Dengue fever is most commonly found in subtropical and tropical areas, such as Central and South America, parts of Africa, parts of Asia, the Caribbean, and the Pacific.

Most cases of dengue among United States citizens occur in those inhabitants of Puerto Rico, the US Virgin Islands, Samoa, and Guam, which are endemic for the virus.

The high-risk regions for catching dengue fever are:

Central America – Costa Rica, Guatemala, Honduras, Mexico, Panama, Puerto Rico.

South America – northern Argentina, Bolivia, Brazil, Guyana, Paraguay, Venezuela.

The Caribbean – Barbados, Dominican Republic, Jamaica, Suriname, Trinidad.

Tropical Asia – northern Australia, the entirety of Bangladesh, Cambodia, India, Indonesia, Laos, Malaysia, Micronesia, Pakistan, Paraguay, Philippines, Samoa, Singapore, Sri Lanka, Taiwan, Thailand, Vietnam, and increasingly in southern China.

 

Causes and Symptoms

Dengue fever is transmitted by the bite of an Aedes mosquito infected with a dengue virus. The mosquito becomes infected when it bites a person with dengue virus in their blood. It can’t be spread directly from one person to another person.

Symptoms, which usually begin four to six days after infection and last for up to 10 days, may include

  • Sudden, high fever
  • Severe headaches
  • Pain behind the eyes
  • Severe joint and muscle pain
  • Fatigue
  • Nausea
  • Vomiting
  • Skin rash, which appears two to five days after the onset of fever
  • Mild bleeding (such a nose bleed, bleeding gums, or easy bruising)

Sometimes, symptoms are mild and can be mistaken for those of the flu or another viral infection. Younger children and people who have never had the infection before tend to have milder cases than older children and adults.

Once in the body, the virus travels to various glands where it multiplies. The virus can then enter the bloodstream. The presence of the virus within the blood vessels, especially those feeding the skin, causes changes to these blood vessels. The vessels swell and leak. The spleen and lymph nodes become enlarged, and patches of liver tissue die. A process called disseminated intravascular coagulation (DIC) occurs, where chemicals responsible for clotting are used up and lead to a risk of severe bleeding (hemorrhage). The symptoms may progress to massive bleeding, shock, and death. This is called dengue shock syndrome (DSS).

Treatment and Prevention

The signs and symptoms of dengue fever are similar to some other diseases, such as typhoid fever and malaria, which can sometimes complicate the chances of a prompt and accurate diagnosis. Dengue is a virus, so there is no specific treatment or cure. However, there are things a patient or doctor can do to help, depending on the severity of the disease. There is no treatment available to shorten the course of dengue fever, DHF, or DSS. Medications can be given to lower the fever and to decrease the pain of muscle aches and headaches. Fluids are given through a needle in a vein to prevent dehydration. Blood transfusions may be necessary if severe hemorrhaging occurs. Oxygen should be administered to patients in shock.
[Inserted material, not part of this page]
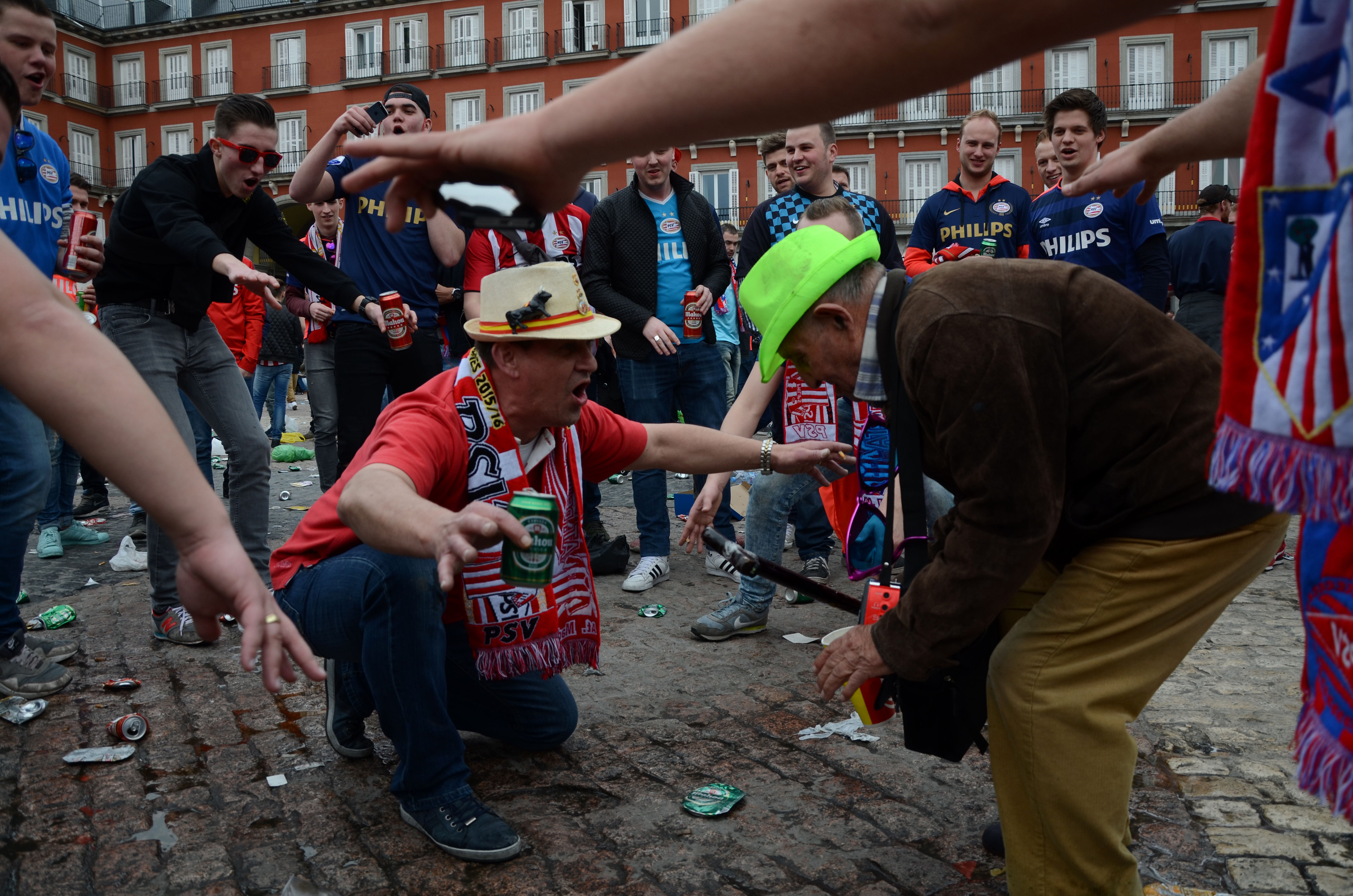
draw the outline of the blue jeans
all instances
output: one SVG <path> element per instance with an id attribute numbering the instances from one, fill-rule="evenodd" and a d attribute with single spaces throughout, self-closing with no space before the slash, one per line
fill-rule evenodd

There is no vaccine to prevent dengue fever. The best method of prevention is to avoid being bitten by mosquitoes. Anyone who lives in or travel to an area where dengue fever exists, there a number of ways to avoid being bitten.

To reduce the mosquito population, get rid of places where mosquitoes can breed. These include old tires, cans, or flower pots that collect rain. Regularly change the water in outdoor bird baths and pets’ water dishes.